Lest you think issues with Narcotics, drug abuse and addiction were something ushered in by the 1960s, I hate to tell you this; but, nope, ‘fraid not.
Drugs have been part of our culture (more or less) since there stopped being Neanderthals. But what made it different in the 20th century was the widespread use and advances in medication for pain brought on largely from World Wars 1 and 2. Modern medicine was making huge strides, but so were the drugs being developed to combat affects of chronic pain.
Granted, in 1951 it was all about smoking Marijuana and the perceived almost instant gateway to Heroin use. Los Angeles was hot in the grips of an epidemic of sorts – and the Youth of Southern California were at highest risk. But that’s not to say there wasn’t, at least limited, instances of abuse of things like Morphine and Phenobarbital, not to mention teenage alcoholism.
This radio documentary focuses on Heroin and Marijuana, both considered illegal substances. There is a certain sensational aspect to this 1/2 hour tour de force through Youthful over-indulgence. And some of the references, particularly by those members of law enforcement (who should actually have known better) strain credulity as they go to great lengths explaining the sinister aspects of Marijuana – something glommed onto after a few too many showings of Reefer Madness I suspect.
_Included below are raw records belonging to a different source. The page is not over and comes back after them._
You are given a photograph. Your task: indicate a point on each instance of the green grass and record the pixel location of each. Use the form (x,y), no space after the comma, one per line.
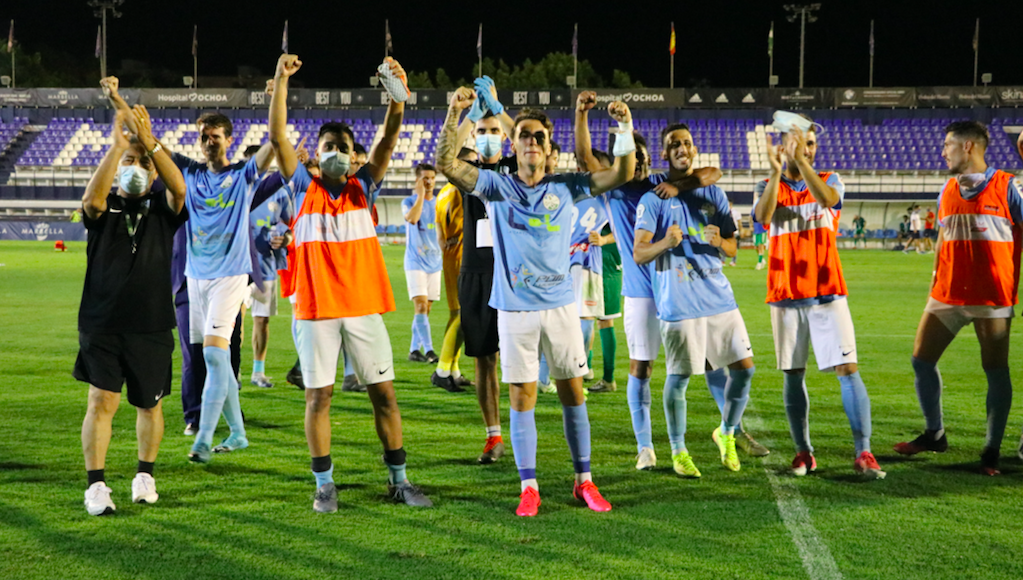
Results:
(249,515)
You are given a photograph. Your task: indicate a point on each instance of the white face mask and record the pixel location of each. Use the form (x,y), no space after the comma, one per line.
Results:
(488,145)
(335,165)
(134,179)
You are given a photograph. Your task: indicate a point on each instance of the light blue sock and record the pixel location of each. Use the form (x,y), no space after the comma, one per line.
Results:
(797,409)
(675,410)
(999,400)
(577,434)
(524,442)
(423,321)
(544,376)
(218,374)
(737,395)
(716,383)
(637,394)
(857,408)
(928,384)
(323,478)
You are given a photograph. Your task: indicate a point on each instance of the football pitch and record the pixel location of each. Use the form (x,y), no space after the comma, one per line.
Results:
(249,515)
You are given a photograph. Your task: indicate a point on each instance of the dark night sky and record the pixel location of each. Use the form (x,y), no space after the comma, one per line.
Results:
(724,42)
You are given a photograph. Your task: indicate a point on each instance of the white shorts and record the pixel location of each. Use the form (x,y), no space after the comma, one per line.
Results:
(954,317)
(719,340)
(213,306)
(263,304)
(523,335)
(421,283)
(588,288)
(364,339)
(642,330)
(828,326)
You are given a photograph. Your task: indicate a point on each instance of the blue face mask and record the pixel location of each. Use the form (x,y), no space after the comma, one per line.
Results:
(335,165)
(488,145)
(133,179)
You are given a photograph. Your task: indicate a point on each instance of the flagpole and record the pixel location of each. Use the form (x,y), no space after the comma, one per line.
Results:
(871,84)
(976,50)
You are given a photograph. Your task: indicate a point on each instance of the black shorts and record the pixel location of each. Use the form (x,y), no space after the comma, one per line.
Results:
(479,321)
(141,360)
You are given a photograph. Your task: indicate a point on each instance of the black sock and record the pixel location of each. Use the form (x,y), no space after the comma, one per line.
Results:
(321,463)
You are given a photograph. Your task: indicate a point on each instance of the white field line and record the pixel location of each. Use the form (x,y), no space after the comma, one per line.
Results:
(812,550)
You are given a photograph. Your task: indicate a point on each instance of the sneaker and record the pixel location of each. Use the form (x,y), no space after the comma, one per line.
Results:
(989,462)
(261,381)
(587,492)
(295,376)
(529,502)
(868,465)
(325,498)
(97,499)
(683,465)
(726,446)
(351,385)
(199,453)
(143,489)
(803,463)
(750,446)
(647,459)
(492,450)
(232,443)
(603,386)
(446,383)
(926,442)
(408,494)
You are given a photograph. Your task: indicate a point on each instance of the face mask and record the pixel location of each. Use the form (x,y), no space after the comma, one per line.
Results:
(335,165)
(133,179)
(488,145)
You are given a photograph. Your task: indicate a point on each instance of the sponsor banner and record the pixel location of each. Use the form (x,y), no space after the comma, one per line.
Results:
(892,96)
(635,98)
(198,98)
(42,231)
(957,96)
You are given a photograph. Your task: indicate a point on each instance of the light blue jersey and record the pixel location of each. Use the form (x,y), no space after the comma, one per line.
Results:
(532,230)
(269,220)
(218,218)
(687,280)
(621,204)
(423,250)
(588,215)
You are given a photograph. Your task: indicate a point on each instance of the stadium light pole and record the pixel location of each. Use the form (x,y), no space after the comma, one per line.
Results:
(805,13)
(101,7)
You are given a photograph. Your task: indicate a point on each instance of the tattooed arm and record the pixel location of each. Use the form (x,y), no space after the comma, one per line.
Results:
(461,174)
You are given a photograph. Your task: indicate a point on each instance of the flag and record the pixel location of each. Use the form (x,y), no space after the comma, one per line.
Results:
(872,38)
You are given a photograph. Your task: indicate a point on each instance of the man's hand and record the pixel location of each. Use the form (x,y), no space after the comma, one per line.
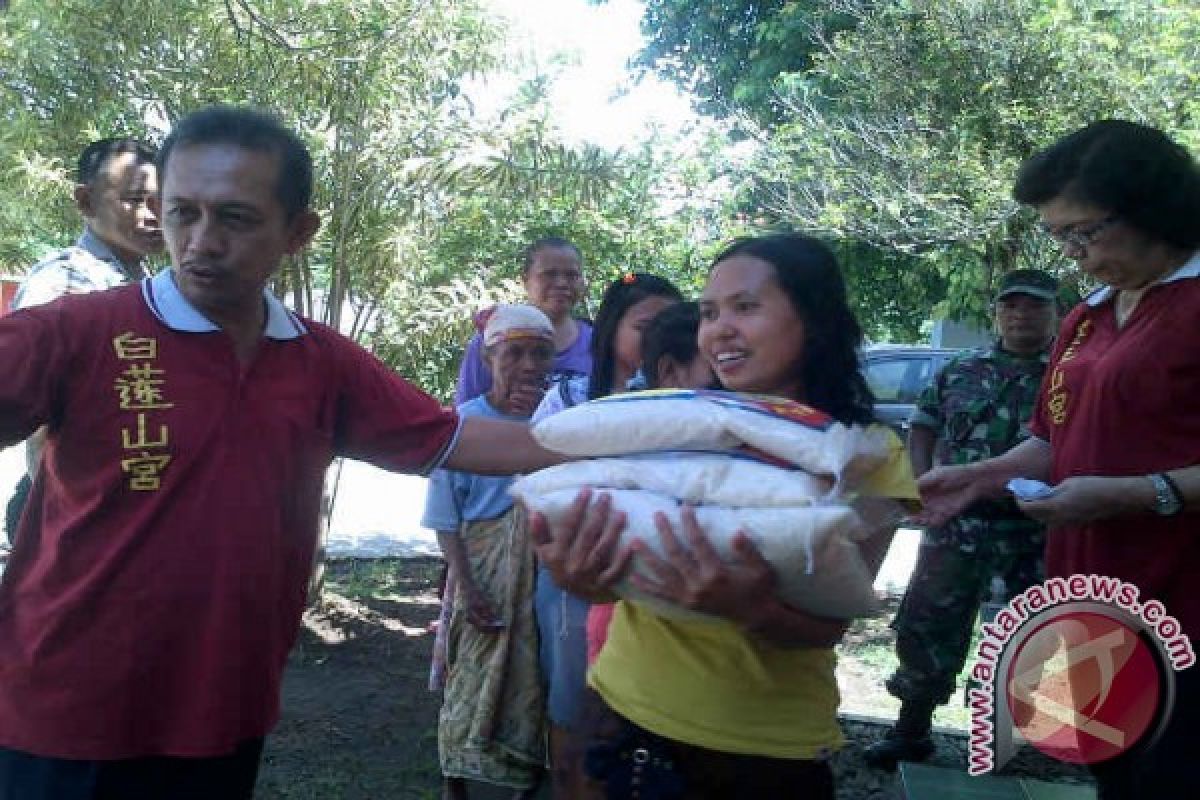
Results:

But this was also a tour de force in the area of Radio Documentaries; the actual go-to-where-its-happening which was something new in broadcasting. Before that, it was all dramatic recreations which, if you’ve ever heard one of those, take the element of quaint to new and nauseating heights.
No, this was drug addiction as told by the people and from the kids who were smack in the middle of it (no pun intended). Gets a little over-the-top in a few places, but it’s an attempt to prove a point. Los Angeles, like many major cities in America, were experiencing a revolution in youth not experienced in generations earlier.
From the standpoint of 2018, the problems of youth in 1951 and the (in retrospect) innocent toke on a “stick of marijuana” pale in comparison to the problems of opioid addiction today.
Just goes to show you, it’s all about kids experimenting with things that might kill them – same then; same now.